The Attempt at a Solution

[/B]
The answer is A.
Aligned conducting chains of molecules absorbs and blocks that component of the electric field.
The light emerges polarized in the polarizer axis direction with about 1/ 2
the intensity of the incident beam.
The intensity of light is proportional to the square of the electric field.

I don't understand why it is half as much though. Where do you get that number 1/2 from? Wouldn't the answer depends on the angle (yet we are not given the angle here). Imagine the unpolarized light go in all direction... now there is only 1 direction passing through the polarizer. Why would it not be less than 1/2 passing through?

 

[TSny]

$I_{\rm transmitted} = I_{\rm incident} \cos^2(\theta)$.
Note that in this formula, $\theta$ does not represent the angle labeled as $\theta$ in the picture.
What is the meaning of $\theta$ in the formula $I_{\rm transmitted} = I_{\rm incident} \cos^2(\theta)$?

 

[Beth N]

$I_{\rm transmitted} = I_{\rm incident} \cos^2(\theta)$.
Note that in this formula, $\theta$ does not represent the angle labeled as $\theta$ in the picture. What is the meaning of $\theta$ in the formula $I_{\rm transmitted} = I_{\rm incident} \cos^2(\theta)$?

In the formula, $\theta$ is the angle between the polarizer axis and the electric field? I think this is where I'm confused too. How do we know which direction the electric field wave goes?

That is a good point though, I totally thought that the angle is that one in the picture.

 

[TSny]

In the formula, $\theta$ is the angle between the polarizer axis and the electric field?

Yes.

I think this is where I'm confused too. How do we know which direction the electric field wave goes?

In unpolarized light, the electric field fluctuates rapidly over all directions in the plane perpendicular to the direction of travel. So, the transmitted intensity is found by averaging $\cos ^2 \theta$ over all angles between 0 and $2 \pi$ radians. So, you have the math problem of finding the average value of $\cos ^2 \theta$.

 

[Beth N]

Yes.
In unpolarized light, the electric field fluctuates rapidly over all directions in the plane perpendicular to the direction of travel. So, the transmitted intensity is found by averaging $\cos ^2 \theta$ over all angles between 0 and $2 \pi$ radians. So, you have the math problem of finding the average value of $\cos ^2 \theta$.

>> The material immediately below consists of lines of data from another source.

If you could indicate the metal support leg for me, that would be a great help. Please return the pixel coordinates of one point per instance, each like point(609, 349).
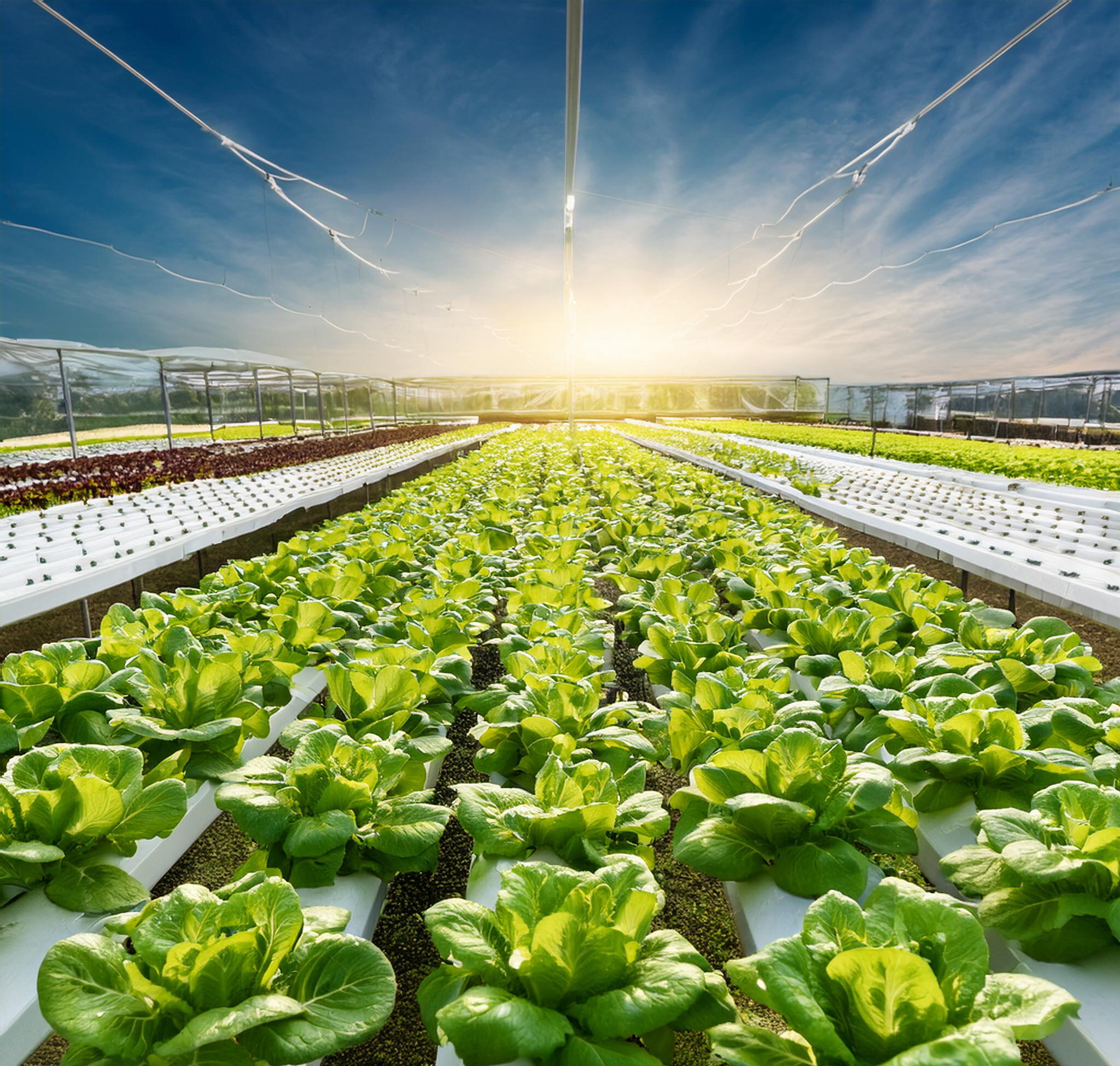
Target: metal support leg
point(210, 404)
point(167, 406)
point(260, 406)
point(67, 405)
point(291, 405)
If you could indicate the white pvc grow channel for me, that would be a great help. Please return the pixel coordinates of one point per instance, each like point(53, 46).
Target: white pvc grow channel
point(1065, 554)
point(55, 557)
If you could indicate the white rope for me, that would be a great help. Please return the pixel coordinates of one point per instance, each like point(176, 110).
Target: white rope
point(936, 251)
point(858, 167)
point(271, 175)
point(218, 285)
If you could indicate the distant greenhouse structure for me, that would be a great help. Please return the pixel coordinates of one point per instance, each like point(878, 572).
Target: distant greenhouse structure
point(50, 388)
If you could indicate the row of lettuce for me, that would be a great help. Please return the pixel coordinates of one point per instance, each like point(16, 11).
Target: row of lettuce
point(1089, 468)
point(34, 486)
point(917, 686)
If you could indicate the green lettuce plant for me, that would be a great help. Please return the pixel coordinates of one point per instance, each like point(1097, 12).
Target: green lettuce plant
point(339, 806)
point(957, 749)
point(566, 719)
point(1048, 877)
point(798, 809)
point(580, 811)
point(65, 808)
point(379, 702)
point(193, 703)
point(740, 707)
point(59, 683)
point(242, 977)
point(565, 970)
point(689, 651)
point(902, 982)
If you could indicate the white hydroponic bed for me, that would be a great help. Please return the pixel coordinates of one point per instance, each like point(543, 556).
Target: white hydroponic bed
point(52, 558)
point(1057, 543)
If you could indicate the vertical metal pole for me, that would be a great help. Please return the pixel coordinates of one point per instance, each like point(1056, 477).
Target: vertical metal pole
point(1089, 408)
point(167, 406)
point(210, 402)
point(575, 57)
point(873, 420)
point(67, 406)
point(260, 407)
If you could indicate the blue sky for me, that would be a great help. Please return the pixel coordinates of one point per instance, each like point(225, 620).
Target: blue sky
point(451, 115)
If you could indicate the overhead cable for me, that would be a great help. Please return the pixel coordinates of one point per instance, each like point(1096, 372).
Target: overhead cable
point(221, 285)
point(271, 176)
point(936, 251)
point(857, 168)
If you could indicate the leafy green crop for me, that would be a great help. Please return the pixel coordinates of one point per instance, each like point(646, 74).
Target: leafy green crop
point(798, 808)
point(59, 685)
point(903, 982)
point(565, 970)
point(522, 729)
point(740, 707)
point(579, 811)
point(339, 806)
point(1050, 877)
point(63, 808)
point(242, 977)
point(378, 702)
point(970, 748)
point(194, 704)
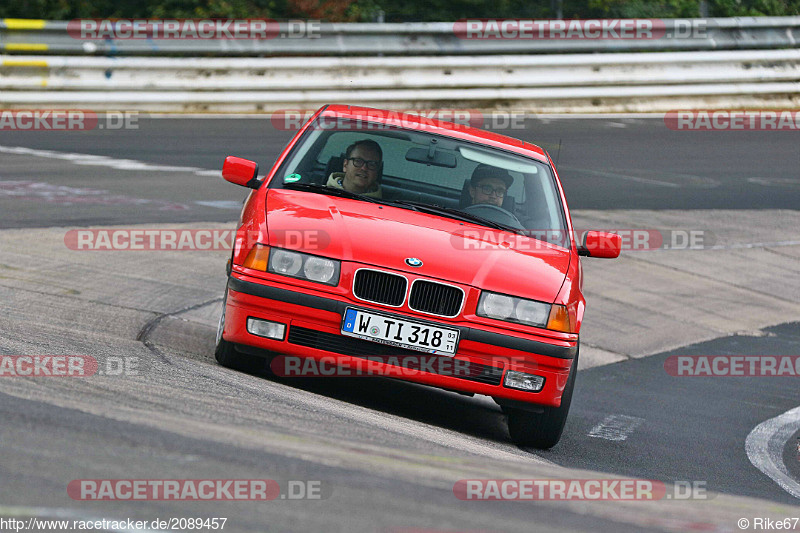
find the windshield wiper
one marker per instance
(406, 204)
(455, 213)
(333, 191)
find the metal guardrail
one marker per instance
(558, 83)
(372, 39)
(738, 62)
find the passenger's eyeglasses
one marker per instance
(488, 190)
(358, 163)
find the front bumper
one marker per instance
(314, 321)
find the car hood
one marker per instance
(385, 236)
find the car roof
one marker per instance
(432, 125)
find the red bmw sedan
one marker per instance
(433, 252)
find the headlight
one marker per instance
(496, 306)
(510, 309)
(285, 262)
(319, 269)
(303, 266)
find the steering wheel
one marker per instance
(495, 214)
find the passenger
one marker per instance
(363, 163)
(489, 185)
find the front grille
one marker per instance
(435, 298)
(380, 287)
(363, 349)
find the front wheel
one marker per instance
(542, 430)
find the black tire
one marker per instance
(542, 430)
(225, 353)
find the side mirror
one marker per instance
(241, 172)
(600, 244)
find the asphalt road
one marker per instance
(614, 163)
(387, 453)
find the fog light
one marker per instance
(522, 381)
(265, 328)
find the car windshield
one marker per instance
(426, 172)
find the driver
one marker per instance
(489, 185)
(363, 162)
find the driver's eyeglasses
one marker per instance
(488, 190)
(358, 163)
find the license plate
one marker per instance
(400, 332)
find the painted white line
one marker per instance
(737, 246)
(222, 204)
(45, 514)
(764, 446)
(637, 179)
(616, 427)
(104, 161)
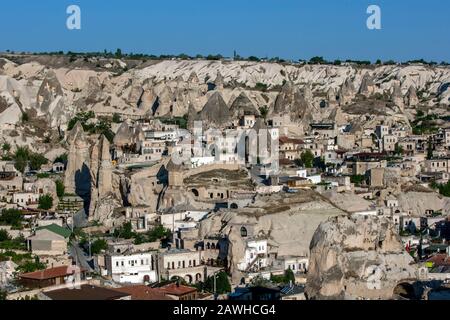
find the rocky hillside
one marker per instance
(357, 257)
(51, 90)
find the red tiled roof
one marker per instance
(177, 290)
(141, 292)
(440, 259)
(51, 273)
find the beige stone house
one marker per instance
(49, 240)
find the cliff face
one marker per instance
(288, 222)
(357, 257)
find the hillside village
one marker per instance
(219, 179)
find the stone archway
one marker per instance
(405, 290)
(188, 278)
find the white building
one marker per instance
(7, 270)
(25, 198)
(296, 264)
(185, 219)
(136, 268)
(255, 256)
(201, 161)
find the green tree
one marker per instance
(36, 161)
(25, 117)
(31, 266)
(6, 147)
(60, 188)
(430, 150)
(158, 233)
(264, 111)
(45, 202)
(289, 276)
(4, 235)
(118, 53)
(116, 118)
(222, 283)
(307, 158)
(399, 149)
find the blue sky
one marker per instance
(292, 29)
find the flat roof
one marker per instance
(87, 292)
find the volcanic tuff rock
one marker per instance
(367, 86)
(349, 258)
(215, 113)
(288, 222)
(77, 176)
(101, 174)
(242, 105)
(411, 97)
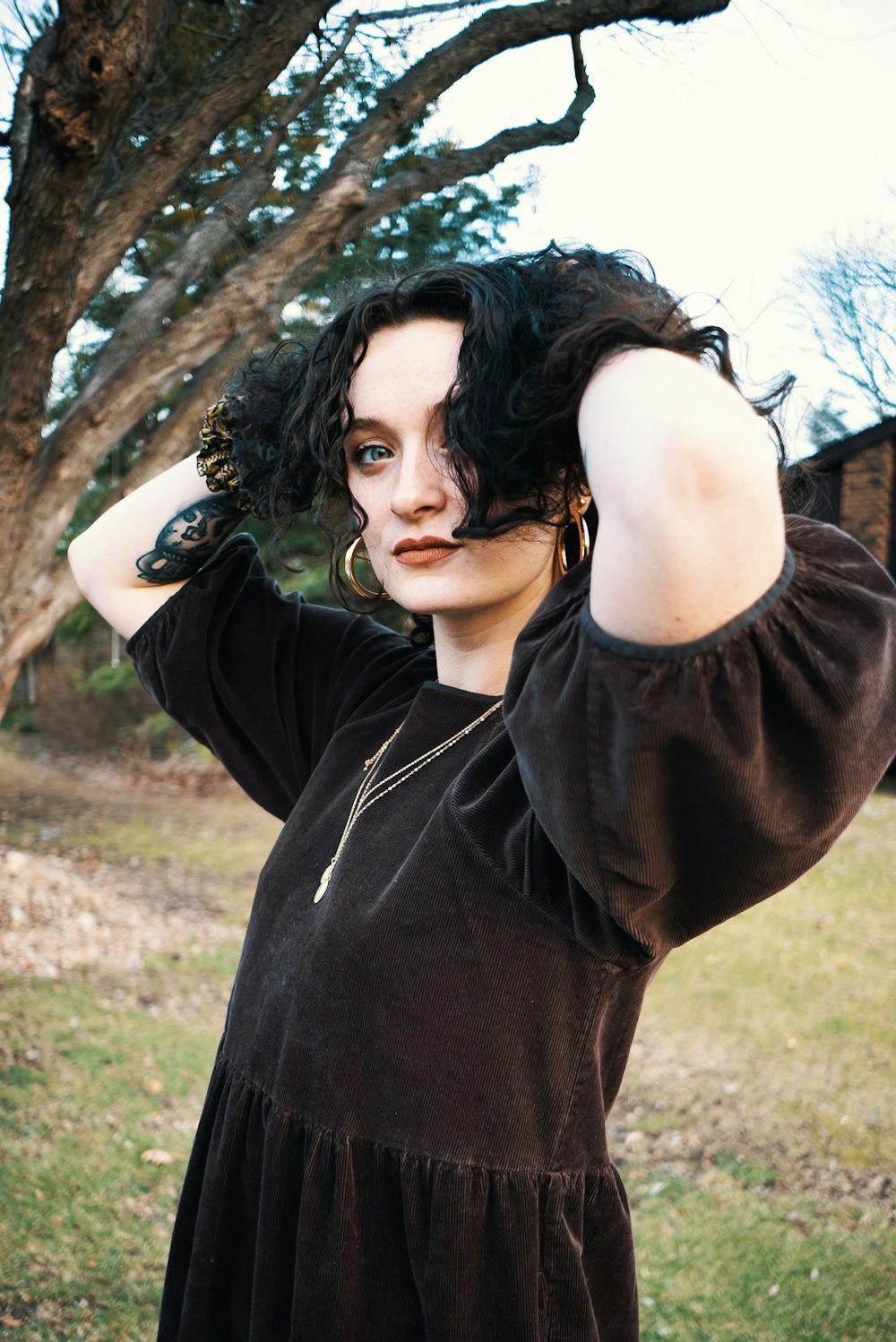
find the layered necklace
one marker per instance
(372, 789)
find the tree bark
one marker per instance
(73, 219)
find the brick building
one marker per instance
(853, 484)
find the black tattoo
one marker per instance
(189, 539)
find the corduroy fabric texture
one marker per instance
(404, 1136)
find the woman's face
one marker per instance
(397, 473)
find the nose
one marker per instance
(421, 482)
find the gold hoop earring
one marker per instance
(583, 539)
(357, 587)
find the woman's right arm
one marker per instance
(145, 547)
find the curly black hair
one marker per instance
(536, 329)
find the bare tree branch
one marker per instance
(848, 301)
(185, 129)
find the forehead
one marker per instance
(407, 366)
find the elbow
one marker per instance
(82, 561)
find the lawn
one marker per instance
(755, 1129)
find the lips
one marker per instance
(424, 549)
(424, 542)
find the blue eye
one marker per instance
(364, 460)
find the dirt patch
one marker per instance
(59, 913)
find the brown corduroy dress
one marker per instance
(404, 1136)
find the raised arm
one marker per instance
(685, 484)
(138, 553)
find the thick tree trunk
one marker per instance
(75, 212)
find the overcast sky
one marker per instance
(719, 151)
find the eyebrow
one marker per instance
(366, 425)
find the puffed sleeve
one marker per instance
(261, 678)
(685, 784)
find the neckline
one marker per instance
(456, 693)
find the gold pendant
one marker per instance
(325, 881)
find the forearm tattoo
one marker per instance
(189, 539)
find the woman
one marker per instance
(495, 830)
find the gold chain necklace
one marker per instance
(372, 791)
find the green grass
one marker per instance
(88, 1221)
(765, 1050)
(718, 1261)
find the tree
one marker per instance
(847, 297)
(119, 123)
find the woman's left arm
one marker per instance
(685, 482)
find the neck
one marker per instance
(474, 649)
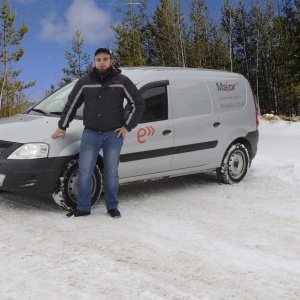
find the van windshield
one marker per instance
(55, 103)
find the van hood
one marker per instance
(24, 128)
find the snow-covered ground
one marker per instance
(180, 238)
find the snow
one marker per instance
(179, 238)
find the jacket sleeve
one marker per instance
(135, 106)
(75, 100)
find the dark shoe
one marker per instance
(114, 213)
(78, 213)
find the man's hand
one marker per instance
(121, 131)
(58, 132)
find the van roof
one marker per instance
(139, 73)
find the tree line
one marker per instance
(259, 39)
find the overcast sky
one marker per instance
(52, 24)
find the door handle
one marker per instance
(167, 132)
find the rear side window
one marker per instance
(156, 104)
(191, 99)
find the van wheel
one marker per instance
(235, 164)
(65, 194)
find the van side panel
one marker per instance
(193, 123)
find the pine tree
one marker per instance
(206, 47)
(12, 98)
(132, 36)
(79, 62)
(169, 34)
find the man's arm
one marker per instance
(136, 104)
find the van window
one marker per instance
(191, 99)
(156, 104)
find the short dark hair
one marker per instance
(102, 50)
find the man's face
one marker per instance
(103, 62)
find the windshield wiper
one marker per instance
(40, 111)
(59, 114)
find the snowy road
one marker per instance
(180, 238)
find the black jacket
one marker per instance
(103, 104)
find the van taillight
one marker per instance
(257, 120)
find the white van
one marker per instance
(194, 120)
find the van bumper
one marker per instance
(252, 137)
(31, 175)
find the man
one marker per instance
(102, 91)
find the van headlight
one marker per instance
(30, 151)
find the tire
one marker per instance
(65, 194)
(235, 164)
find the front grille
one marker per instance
(8, 147)
(5, 145)
(25, 180)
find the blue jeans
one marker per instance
(91, 143)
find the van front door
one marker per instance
(148, 148)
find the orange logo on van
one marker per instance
(145, 131)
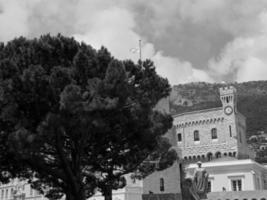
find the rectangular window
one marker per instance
(209, 186)
(214, 133)
(179, 137)
(11, 192)
(31, 191)
(236, 185)
(161, 184)
(196, 135)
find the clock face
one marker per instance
(228, 110)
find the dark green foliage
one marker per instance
(76, 118)
(252, 101)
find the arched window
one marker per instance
(214, 133)
(218, 155)
(209, 156)
(196, 135)
(179, 137)
(161, 184)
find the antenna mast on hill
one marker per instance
(140, 50)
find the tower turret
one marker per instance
(228, 99)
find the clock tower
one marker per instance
(228, 99)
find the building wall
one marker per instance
(230, 126)
(171, 176)
(7, 191)
(222, 172)
(204, 121)
(243, 195)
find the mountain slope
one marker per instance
(251, 101)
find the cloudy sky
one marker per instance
(189, 40)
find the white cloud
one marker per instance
(119, 25)
(177, 71)
(252, 69)
(13, 19)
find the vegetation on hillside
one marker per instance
(252, 101)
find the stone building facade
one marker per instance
(212, 133)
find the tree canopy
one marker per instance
(74, 119)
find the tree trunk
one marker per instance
(108, 194)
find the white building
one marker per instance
(132, 191)
(230, 174)
(20, 189)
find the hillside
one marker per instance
(252, 101)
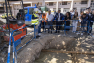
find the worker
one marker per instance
(44, 20)
(50, 18)
(40, 20)
(58, 17)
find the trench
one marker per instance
(40, 50)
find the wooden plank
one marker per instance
(73, 52)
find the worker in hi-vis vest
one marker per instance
(43, 20)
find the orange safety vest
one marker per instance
(44, 17)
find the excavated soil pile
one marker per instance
(47, 41)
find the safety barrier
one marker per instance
(65, 26)
(17, 42)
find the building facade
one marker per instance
(53, 5)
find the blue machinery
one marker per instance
(16, 43)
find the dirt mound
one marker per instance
(33, 50)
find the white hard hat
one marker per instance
(43, 11)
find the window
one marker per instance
(83, 2)
(50, 3)
(31, 10)
(64, 3)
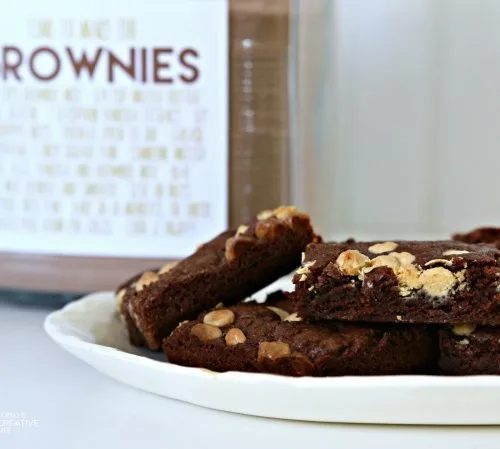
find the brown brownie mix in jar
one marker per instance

Oh, so $\theta$ would always be equal to 45 degree (and therefore $cos^2 {\theta} =1/2$ regardless of where the polarization axis is oriented?
So that means if we have a second polarizer, that angle is going to be important because we no longer taking the average and the intensity that passes through could go to 0 if the angle is 90 degree?

 

[TSny]

Oh, so $\theta$ would always be equal to 45 degree (and therefore $cos^2 {\theta} =1/2$ regardless of where the polarization axis is oriented?

For unpolarized light, $\theta$ would not always equal 45 degrees. $\theta$ changes rapidly and randomly over all possible values. At one instant of time, $\theta$ might be 12^o while at another instant of time it might be 57^o. These changes in $\theta$ for unpolarized light are taking place extremely rapidly. So, we take the intensity of the transmitted light to correspond to the time average of these fluctuations. This amounts to taking the average value of $\cos^2\theta$ over all possible values of $\theta$. There are ways to show that the average value of $\cos^2 \theta$ is 1/2.

So that means if we have a second polarizer, that angle is going to be important because we no longer taking the average and the intensity that passes through could go to 0 if the angle is 90 degree?

Yes.

 

[Beth N]

Thank you so much that resolves a big misconception I have!

 

[TSny]

Glad I could help. Hope you enjoy your study of physics.